# Probability measure on $A^\mathbb{N}$ for Markov chains

Let $$A$$ be a finite set, $$\Omega = A^N$$, with $$N \in \mathbb{N}$$ or $$N = \infty$$ and let $$\mathcal{B}(\Omega)$$ be a $$\sigma$$-algebra of $$\Omega$$. Consider $$\omega \in \Omega$$ such that $$\omega = (x_1, x_2, \ldots ,x_N)$$ and a sequence of random variables $$(X_t)_{t=1,\ldots, N}$$ such that $$X_t(\omega) = x_t$$. Assume that $$(X_t)_{t=1,\ldots, N}$$ is a homogeneous Markov chain with transition probability $$P$$ and initial probability $$\mu$$ such that $$\mathbb{P}(X_1 = x_1, \ldots, X_k = x_k) = \mu(x_1)P(x_2|x_1)\ldots P(x_k|x_{k-1})$$.

In the context of Markov decision processes, I found the following claim while reading [1]: let $$R: \Omega \to \mathbb{R}$$ and consider the following quantity:

$$\mathbb{E}[R] = \sum_{\omega = (x_1, \ldots, x_N) \in \Omega} R(\omega) \mathbb{P}(X_1 = x_1, \ldots, X_N = x_N)$$ when $$N$$ is finite. When $$N$$ is infinite, the author claims that we can replace the sum above by an integral.

My question is: with respect to which measure would this integral be defined? And how is this measure related to the transition probability? I would like to understand precisely the meaning of

$$\int_{\Omega} R(\omega) \mathbb{P}(\mathrm{d}\omega)$$ in this setting.

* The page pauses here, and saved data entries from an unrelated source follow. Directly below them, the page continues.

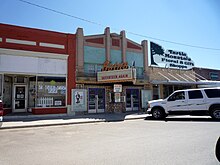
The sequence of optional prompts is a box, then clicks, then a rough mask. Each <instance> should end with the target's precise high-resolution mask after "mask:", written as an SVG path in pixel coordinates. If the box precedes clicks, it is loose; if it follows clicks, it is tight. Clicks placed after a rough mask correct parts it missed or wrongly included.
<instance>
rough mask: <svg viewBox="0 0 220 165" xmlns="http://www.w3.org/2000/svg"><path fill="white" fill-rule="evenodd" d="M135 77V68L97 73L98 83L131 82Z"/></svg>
mask: <svg viewBox="0 0 220 165" xmlns="http://www.w3.org/2000/svg"><path fill="white" fill-rule="evenodd" d="M135 75H136V70H135V68H129V69H123V70H113V71H102V72H98V73H97V80H98V82H119V81H121V80H124V81H133V80H134V79H135Z"/></svg>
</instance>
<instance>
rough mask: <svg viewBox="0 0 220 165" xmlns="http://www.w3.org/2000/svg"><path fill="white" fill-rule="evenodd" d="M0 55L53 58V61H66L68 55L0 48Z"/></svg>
mask: <svg viewBox="0 0 220 165" xmlns="http://www.w3.org/2000/svg"><path fill="white" fill-rule="evenodd" d="M0 54H5V55H13V56H28V57H43V58H54V59H65V60H66V59H67V58H68V56H69V55H68V54H57V53H43V52H34V51H26V50H14V49H4V48H0Z"/></svg>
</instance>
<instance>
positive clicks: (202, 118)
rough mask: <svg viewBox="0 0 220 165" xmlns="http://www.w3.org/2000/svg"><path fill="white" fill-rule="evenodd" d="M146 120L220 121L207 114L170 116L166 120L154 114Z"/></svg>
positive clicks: (158, 120)
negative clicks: (155, 118) (196, 115)
mask: <svg viewBox="0 0 220 165" xmlns="http://www.w3.org/2000/svg"><path fill="white" fill-rule="evenodd" d="M144 120H146V121H148V120H152V121H164V122H173V121H175V122H178V121H179V122H189V121H190V122H220V121H219V120H215V119H212V118H211V117H210V118H209V117H207V116H199V117H198V116H196V117H195V116H187V117H186V116H184V117H181V116H169V117H167V118H165V119H164V120H155V119H154V118H153V117H152V116H148V117H146V118H145V119H144Z"/></svg>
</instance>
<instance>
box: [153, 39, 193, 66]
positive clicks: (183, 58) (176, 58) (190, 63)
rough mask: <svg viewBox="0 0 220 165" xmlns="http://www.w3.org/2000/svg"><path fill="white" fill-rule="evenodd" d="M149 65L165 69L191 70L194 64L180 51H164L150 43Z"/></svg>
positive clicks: (155, 44) (161, 49) (183, 52)
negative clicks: (165, 68) (181, 69)
mask: <svg viewBox="0 0 220 165" xmlns="http://www.w3.org/2000/svg"><path fill="white" fill-rule="evenodd" d="M150 61H151V62H150V64H151V65H152V66H159V67H165V68H175V69H191V68H192V67H193V66H194V62H193V61H192V59H191V58H189V57H188V55H187V54H186V53H184V52H181V51H174V50H169V49H168V50H164V49H163V47H162V46H160V45H158V44H156V43H153V42H150Z"/></svg>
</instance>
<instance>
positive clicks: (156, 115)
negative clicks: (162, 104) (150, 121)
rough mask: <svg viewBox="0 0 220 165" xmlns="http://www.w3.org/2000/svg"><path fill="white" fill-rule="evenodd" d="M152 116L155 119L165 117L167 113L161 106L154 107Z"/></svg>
mask: <svg viewBox="0 0 220 165" xmlns="http://www.w3.org/2000/svg"><path fill="white" fill-rule="evenodd" d="M152 116H153V118H154V119H158V120H160V119H164V118H165V113H164V111H163V110H162V109H160V108H154V109H153V111H152Z"/></svg>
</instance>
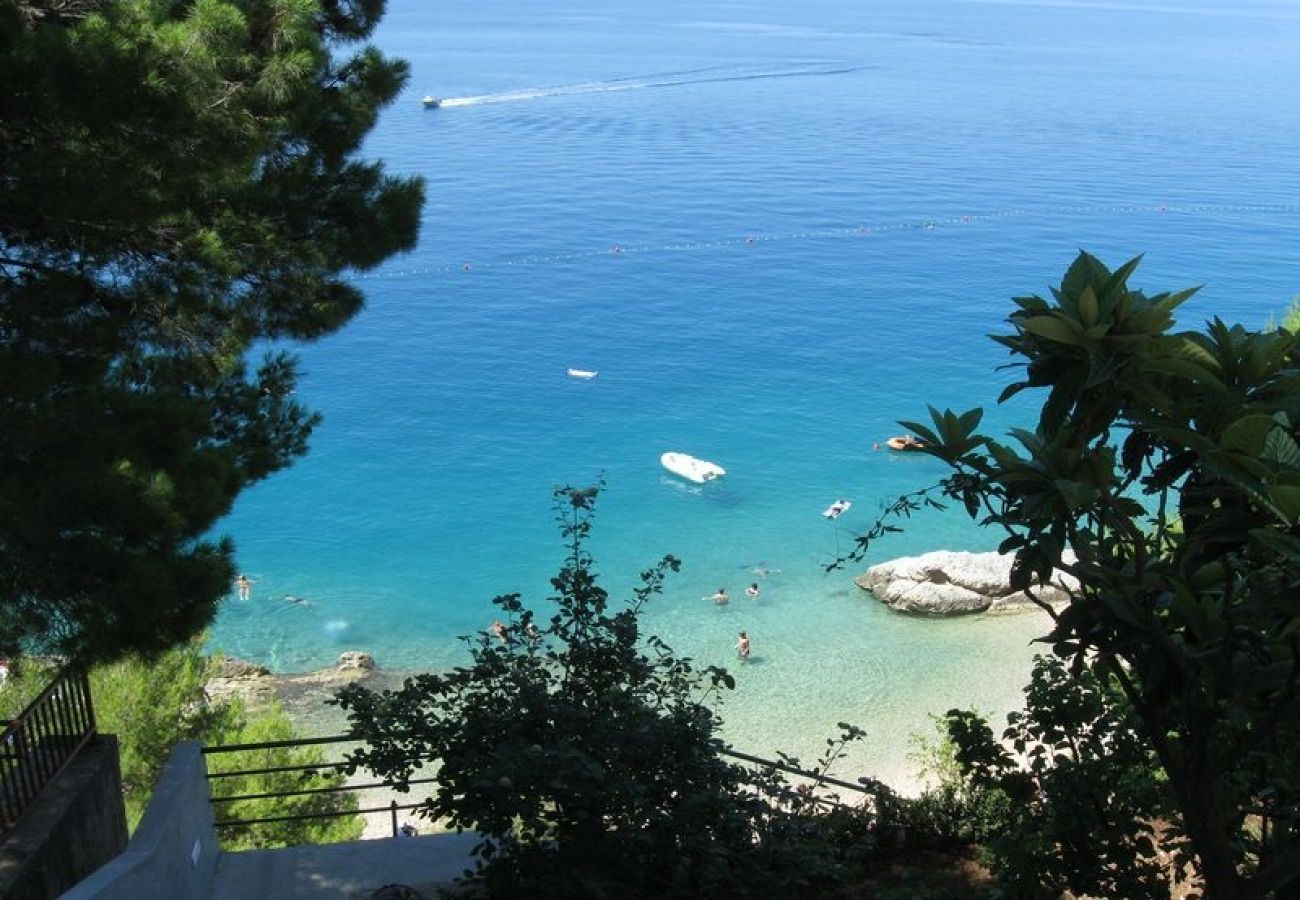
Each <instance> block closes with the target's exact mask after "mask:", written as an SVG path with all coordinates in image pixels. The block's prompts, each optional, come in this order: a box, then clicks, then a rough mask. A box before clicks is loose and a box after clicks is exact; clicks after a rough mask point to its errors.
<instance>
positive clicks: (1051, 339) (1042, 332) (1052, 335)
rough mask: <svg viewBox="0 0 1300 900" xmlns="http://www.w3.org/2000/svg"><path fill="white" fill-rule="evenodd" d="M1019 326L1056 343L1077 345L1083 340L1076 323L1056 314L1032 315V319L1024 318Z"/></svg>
mask: <svg viewBox="0 0 1300 900" xmlns="http://www.w3.org/2000/svg"><path fill="white" fill-rule="evenodd" d="M1021 328H1023V329H1024V330H1026V332H1028V333H1030V334H1035V336H1037V337H1041V338H1047V339H1048V341H1056V342H1057V343H1067V345H1070V346H1079V343H1082V341H1083V336H1082V334H1080V332H1079V329H1078V326H1076V325H1074V324H1071V323H1070V321H1067V320H1065V319H1060V317H1057V316H1034V317H1032V319H1026V320H1024V321H1023V323H1022V324H1021Z"/></svg>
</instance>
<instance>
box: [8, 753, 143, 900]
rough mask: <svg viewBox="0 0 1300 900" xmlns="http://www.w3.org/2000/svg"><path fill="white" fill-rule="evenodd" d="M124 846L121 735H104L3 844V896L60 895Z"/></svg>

The probability of any trajectory is zero when $$N = \infty$$, so I thought about using a mapping $$f: \Omega \to [0,1]$$ such that $$f(\omega) = \sum_{k \geq 1} x_k |A|^{-k}$$, where $$|A|$$ is the number of elements in $$A$$ (that is, consider $$\omega$$ to be the representation in base $$|A|$$ of a real number between 0 and 1) and identifying a measure in $$([0,1],\mathcal{B}([0,1))$$ to a measure in $$(\Omega,\mathcal{B}(\Omega))$$. However, I do not know how to link this measure in $$[0,1]$$ to the transition probability of the Markov chain and whether this is a good approach.

I would also like to know how this generalizes when $$A = \mathbb{R}$$ instead of being finite.